A mechanism that has been hypothesized to account for the change from HT to GD is the alteration in the biological activity of TRABs, from predominantly thyroid-blocking antibodies (TBAbs) during the HT phase to thyroid-stimulating antibodies (TSAbs) when GD manifests itself (1). According to this hypothesis, TSAb emergence after L-T4 therapy may be sufficient to counteract TBAb inhibition (2).

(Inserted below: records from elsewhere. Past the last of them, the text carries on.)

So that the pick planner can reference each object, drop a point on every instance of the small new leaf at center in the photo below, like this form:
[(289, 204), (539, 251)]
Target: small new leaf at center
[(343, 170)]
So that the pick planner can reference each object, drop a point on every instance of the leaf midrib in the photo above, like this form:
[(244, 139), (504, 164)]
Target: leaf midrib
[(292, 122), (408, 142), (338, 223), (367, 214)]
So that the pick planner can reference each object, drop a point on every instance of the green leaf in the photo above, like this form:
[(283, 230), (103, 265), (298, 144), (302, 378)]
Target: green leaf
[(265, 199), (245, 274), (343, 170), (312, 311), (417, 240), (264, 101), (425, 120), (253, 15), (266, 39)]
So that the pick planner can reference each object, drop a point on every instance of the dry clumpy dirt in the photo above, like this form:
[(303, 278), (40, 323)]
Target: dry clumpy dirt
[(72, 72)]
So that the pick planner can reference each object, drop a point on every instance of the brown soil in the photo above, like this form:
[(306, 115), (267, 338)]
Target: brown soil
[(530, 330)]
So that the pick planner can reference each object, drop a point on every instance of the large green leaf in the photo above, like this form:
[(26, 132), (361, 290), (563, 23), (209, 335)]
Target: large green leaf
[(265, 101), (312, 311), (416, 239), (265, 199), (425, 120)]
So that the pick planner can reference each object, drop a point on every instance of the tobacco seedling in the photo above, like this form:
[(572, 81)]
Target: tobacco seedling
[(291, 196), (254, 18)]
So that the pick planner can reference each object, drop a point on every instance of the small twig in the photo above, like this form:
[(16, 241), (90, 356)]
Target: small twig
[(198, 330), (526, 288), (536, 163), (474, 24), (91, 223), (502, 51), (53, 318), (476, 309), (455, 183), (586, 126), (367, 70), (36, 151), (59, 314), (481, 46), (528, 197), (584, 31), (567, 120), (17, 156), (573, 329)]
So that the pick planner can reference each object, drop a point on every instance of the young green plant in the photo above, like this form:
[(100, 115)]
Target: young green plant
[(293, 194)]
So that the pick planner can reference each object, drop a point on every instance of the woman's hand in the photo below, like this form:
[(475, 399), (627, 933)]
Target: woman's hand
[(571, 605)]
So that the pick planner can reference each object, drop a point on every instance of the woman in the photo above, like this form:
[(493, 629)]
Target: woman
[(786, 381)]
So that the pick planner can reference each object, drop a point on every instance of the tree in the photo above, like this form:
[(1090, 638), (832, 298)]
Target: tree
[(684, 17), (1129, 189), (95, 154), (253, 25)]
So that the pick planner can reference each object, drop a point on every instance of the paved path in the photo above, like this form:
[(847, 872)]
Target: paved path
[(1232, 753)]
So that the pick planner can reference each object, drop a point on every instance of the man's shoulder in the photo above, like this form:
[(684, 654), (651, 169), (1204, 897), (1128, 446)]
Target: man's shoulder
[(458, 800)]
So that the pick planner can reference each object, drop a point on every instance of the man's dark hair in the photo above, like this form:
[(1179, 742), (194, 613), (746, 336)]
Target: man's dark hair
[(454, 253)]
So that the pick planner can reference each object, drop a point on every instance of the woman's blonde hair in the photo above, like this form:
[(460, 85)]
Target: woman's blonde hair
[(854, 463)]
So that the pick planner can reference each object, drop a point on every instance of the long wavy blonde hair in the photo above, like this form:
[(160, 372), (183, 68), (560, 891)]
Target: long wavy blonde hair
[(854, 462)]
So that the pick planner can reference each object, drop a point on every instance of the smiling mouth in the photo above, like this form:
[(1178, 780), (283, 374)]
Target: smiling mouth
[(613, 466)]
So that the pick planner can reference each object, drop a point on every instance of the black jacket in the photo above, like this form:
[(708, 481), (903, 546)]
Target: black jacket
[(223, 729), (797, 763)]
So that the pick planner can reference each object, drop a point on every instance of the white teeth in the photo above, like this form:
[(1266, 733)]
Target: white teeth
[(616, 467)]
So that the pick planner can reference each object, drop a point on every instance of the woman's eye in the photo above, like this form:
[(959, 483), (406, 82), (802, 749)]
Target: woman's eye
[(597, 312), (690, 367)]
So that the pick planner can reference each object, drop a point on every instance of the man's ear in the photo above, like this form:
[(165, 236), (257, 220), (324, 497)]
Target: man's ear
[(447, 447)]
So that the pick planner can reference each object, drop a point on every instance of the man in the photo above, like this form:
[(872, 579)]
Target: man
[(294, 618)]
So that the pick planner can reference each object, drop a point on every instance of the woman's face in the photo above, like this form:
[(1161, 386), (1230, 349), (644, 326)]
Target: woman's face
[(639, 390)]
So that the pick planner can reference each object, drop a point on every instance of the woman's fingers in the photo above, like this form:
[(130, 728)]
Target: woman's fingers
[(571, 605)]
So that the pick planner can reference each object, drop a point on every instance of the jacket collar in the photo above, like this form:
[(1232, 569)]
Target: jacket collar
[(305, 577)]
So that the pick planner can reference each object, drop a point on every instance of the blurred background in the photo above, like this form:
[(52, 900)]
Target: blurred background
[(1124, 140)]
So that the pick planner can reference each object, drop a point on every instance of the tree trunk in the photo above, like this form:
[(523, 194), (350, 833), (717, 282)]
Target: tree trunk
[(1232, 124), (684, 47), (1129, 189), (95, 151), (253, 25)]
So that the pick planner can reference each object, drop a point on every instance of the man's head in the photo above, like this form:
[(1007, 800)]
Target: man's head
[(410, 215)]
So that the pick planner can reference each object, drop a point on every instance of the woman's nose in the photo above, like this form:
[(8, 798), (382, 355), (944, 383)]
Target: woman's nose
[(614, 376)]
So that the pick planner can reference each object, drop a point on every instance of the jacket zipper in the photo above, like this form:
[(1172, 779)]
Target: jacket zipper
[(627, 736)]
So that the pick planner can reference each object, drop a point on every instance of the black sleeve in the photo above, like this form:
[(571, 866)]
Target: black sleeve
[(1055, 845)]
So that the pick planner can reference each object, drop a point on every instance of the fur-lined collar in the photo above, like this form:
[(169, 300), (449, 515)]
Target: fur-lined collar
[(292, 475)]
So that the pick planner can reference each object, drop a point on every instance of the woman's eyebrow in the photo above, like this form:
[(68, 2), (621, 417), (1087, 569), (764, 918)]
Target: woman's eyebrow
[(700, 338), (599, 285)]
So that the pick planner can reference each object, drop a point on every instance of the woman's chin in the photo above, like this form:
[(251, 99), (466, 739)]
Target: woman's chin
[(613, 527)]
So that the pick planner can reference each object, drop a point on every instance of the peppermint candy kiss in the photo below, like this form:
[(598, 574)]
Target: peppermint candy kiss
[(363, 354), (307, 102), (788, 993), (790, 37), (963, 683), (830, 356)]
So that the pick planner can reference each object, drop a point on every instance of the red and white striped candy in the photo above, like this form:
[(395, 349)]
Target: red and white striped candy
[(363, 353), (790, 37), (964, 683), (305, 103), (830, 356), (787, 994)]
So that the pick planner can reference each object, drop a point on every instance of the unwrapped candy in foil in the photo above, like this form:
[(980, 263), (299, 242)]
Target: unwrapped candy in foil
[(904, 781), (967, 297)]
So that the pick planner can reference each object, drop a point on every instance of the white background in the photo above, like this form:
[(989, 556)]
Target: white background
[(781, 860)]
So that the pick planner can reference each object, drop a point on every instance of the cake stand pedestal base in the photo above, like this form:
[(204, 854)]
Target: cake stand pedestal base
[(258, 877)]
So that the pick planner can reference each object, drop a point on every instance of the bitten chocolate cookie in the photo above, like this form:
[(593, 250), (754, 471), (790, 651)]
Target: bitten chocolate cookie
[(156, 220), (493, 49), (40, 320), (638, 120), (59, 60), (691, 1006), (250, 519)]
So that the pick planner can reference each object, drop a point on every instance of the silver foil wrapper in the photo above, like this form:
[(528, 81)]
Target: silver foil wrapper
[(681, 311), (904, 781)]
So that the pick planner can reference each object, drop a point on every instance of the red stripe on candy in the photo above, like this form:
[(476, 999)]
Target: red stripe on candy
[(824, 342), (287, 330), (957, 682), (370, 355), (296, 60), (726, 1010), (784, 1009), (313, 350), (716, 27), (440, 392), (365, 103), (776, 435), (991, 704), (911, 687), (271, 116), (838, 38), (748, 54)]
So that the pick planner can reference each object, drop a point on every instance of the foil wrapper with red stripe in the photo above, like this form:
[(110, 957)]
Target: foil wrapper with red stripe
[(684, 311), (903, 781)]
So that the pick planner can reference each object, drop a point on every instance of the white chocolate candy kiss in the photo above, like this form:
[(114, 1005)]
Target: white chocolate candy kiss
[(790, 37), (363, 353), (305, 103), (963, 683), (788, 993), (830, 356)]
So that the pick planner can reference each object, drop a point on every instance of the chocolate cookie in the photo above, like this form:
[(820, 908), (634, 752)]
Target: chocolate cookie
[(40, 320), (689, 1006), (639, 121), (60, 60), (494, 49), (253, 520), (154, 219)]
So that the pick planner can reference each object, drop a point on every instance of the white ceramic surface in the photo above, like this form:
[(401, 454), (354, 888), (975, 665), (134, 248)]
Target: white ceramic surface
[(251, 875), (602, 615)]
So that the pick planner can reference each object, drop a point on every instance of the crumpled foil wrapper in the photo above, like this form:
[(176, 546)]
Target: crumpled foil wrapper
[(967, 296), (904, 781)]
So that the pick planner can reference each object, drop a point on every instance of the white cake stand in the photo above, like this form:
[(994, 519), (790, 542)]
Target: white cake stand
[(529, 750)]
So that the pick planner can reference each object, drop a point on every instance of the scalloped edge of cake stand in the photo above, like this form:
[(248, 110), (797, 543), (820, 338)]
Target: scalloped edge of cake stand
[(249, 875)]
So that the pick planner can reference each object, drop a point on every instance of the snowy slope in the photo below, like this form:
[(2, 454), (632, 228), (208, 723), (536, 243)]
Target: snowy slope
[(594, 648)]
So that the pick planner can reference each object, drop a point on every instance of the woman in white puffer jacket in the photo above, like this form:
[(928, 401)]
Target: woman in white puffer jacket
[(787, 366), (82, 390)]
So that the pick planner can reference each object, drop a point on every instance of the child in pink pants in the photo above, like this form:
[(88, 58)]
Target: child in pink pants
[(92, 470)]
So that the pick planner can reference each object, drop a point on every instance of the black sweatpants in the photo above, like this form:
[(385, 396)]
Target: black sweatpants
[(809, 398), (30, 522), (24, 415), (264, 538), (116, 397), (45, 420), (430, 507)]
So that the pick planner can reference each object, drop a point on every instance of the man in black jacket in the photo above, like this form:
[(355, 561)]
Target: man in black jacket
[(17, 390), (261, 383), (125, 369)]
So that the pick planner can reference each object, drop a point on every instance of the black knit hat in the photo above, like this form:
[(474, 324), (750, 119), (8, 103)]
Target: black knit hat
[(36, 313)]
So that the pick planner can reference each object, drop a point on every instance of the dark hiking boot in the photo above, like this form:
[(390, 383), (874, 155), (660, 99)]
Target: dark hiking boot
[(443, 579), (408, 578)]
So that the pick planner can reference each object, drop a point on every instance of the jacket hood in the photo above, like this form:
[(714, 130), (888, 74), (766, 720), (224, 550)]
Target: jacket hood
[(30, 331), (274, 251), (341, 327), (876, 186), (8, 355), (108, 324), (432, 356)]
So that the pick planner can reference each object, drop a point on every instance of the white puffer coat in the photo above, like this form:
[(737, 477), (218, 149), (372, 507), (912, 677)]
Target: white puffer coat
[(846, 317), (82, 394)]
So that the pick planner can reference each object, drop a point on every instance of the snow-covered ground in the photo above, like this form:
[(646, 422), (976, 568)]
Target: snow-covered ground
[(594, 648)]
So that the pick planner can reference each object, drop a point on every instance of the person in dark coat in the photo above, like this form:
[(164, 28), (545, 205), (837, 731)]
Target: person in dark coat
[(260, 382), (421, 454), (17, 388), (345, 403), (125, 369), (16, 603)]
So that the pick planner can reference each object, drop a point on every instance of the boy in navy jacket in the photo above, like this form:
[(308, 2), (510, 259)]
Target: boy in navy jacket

This hypothesis, however, would not explain why, in the present study, the conversion from HT to GD was observed more frequently in patients with TS and DS, since the frequency of patients who underwent L-T4 treatment was not significantly different in the two groups.
The possible explanation could be that the switch was detected more frequently in the selected population with these chromosomopathies because these patients were already being monitored for thyroid disorders before GD presentation. Nevertheless, the gap between the two groups in terms of progression rate from HT to GD (25.7% vs. 3.7%) was too wide to be explained only by ascertainment bias, rather than true causation.
According to the present results, the shifting process from HT to GD seems to require more time in the patients with TS and DS than in those not diagnosed with TS and DS, a finding that is very difficult to explain, considering that, if genetic abnormalities played a role in the switch, one would predict that the switch occurs sooner when the abnormalities are present. One possible explanation for this observation might be a reduced thyroid reserve, which could account for a diminished gland responsiveness to TRAb stimulation. Nonetheless, this hypothesis is not substantiated by our results, according to which thyroid function impairment at HT presentation was not more severe in the patients in group A than in group B. Finally, it has to be considered that the immunological and pathophysiological mechanisms accounting for HT–GD conversion have not been clarified as of yet (1,2), and therefore it remains unclear why, in the patients with DS and TS included in this study, the conversion process took longer than in those without these conditions.
To sum up, although the retrospective design of the present study hampers the ability to draw firm conclusions about the significance of our findings, we believe that it may be a useful contribution to the specific literature on the relationships between HT and GD, since our data suggest that the investigated chromosomal abnormalities might favor metamorphosis from HT to GD.
We conclude that: (i) in young patients with TS or DS, GD presentation is often (25.7% of cases) preceded by HT; (ii) this evolution trend does not seem to be conditioned by thyroid function and autoimmunity tests at HT diagnosis, L-T4 treatment, or iodine status alterations; (iii) patients with these chromosomopathies and coexisting HT might be at high risk of progressing to GD; and (iv) the pathophysiological bases of these findings need to be clarified.
Footnotes
Author Disclosure Statement
The authors declare that there is no conflict of interest that could be perceived as prejudicing the impartiality of the research reported. This research did not receive any specific grant from any funding agency in the public, commercial, or not-for-profit sector.